Protocol Interface Structure


Figure 3 shows a single handle and protocol from the handle database that is produced by an EFI driver. The protocol is composed of a GUID and a protocol interface structure. Many times, the EFI driver that produces a protocol interface maintains additional private data fields. The protocol interface structure itself simply contains pointers to the protocol function. The protocol functions are actually contained within the EFI driver. An EFI driver might produce one protocol or many protocols depending on the driver's complexity.

[Click image to view at full size]
Figure 3: Construction of a Protocol.

Not all protocols are defined in the EFI 1.10 Specification. The EFI Developer Kit (EDK) includes many protocols that are not part of the EFI 1.10 Specification. These protocols provide the wider range of functionality that might be needed in any particular implementation, but they are not defined in the EFI 1.10 Specification because they do not present an external interface that is required to support booting an OS or writing an EFI driver. The creation of new protocols is how EFI-based systems can be extended over time as new devices, buses, and technologies are introduced. For example, some protocols that are in the EDK but not in the EFI 1.10 Specification are:

  • Varstore. Interface to abstract storage of EFI persistent binary objects.
  • ConIn. Service to provide a character console input.
  • ConOut. Service to provide a character console output.
  • StdErr. Service to provide a character console output for error messaging.
  • PrimaryConIn. Console input with primary view.
  • VgaMiniPort. Service that provides Video Graphics Array output.
  • UsbAtapi. Service to abstract block access on USB bus.

The EFI Application Toolkit also contains a number of EFI protocols that may be found on some platforms, such as,:

  • PPP Deamon. Point-to-Point Protocol driver.
  • Ramdisk. File system instance on a Random Access Memory buffer.
  • TCP/IP. Transmission Control Protocol/Internet Protocol.

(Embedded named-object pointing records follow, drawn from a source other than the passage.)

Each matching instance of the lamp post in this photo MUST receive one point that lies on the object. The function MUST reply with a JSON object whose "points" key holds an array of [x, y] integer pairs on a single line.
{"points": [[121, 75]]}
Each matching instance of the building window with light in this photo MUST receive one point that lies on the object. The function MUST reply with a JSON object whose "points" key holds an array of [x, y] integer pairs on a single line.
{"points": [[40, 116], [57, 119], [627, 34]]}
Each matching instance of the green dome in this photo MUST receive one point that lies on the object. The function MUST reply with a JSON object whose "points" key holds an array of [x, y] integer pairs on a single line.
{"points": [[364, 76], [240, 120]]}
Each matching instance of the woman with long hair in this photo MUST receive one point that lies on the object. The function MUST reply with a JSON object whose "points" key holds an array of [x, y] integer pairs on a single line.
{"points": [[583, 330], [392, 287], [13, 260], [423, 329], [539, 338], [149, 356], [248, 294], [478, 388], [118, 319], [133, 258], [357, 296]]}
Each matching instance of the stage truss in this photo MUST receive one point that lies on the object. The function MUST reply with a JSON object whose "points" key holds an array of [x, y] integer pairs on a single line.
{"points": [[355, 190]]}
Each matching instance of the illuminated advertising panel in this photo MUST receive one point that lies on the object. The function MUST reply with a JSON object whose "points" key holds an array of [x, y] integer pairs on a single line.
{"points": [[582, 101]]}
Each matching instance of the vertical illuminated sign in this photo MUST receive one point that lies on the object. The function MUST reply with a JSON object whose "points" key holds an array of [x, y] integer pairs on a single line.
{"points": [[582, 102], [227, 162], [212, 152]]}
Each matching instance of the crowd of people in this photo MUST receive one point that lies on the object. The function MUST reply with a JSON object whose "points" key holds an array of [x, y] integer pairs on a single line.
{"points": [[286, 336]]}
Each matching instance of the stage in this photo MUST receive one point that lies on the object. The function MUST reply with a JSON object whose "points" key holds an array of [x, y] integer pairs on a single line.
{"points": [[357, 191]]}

The OS loader and drivers should not depend on these types of protocols because they are not guaranteed to be present in every EFI-compliant system. OS loaders and drivers should depend only on protocols that are defined in the EFI 1.10 Specification and protocols that are required by platform design guides such as Design Implementation Guide for 64-bit Server.

The extensible nature of EFI allows the developers of each platform to design and add special protocols. Using these protocols, they can expand the capabilities of EFI and provide access to proprietary devices and interfaces in congruity with the rest of the EFI architecture.

Because a protocol is "named" by a GUID, no other protocols should have that same identification number. Care must be taken when creating a new protocol to define a new GUID for it. EFI fundamentally assumes that a specific GUID exposes a specific protocol interface. Cutting and pasting an existing GUID or hand-modifying an existing GUID creates the opportunity for a duplicate GUID to be introduced. A system containing a duplicate GUID inadvertently could find the new protocol and think that it is another protocol, crashing the system as a result. For these types of bugs, finding the root cause is also very difficult. The GUID allows for naming APIs without having to worry about namespace collision. In systems such as PC/AT BIOS, services were added as an enumeration. For example, the venerable Int15h interface would pass the service type in AX. Since no central repository or specification managed the evolution of Int15h services, several vendors defined similar service numbers, thus making interoperability with operating systems and pre-OS applications difficult. Through the judicious use of GUIDs to name APIs and an association to develop the specification, EFI balances the need for API evolution with interoperability.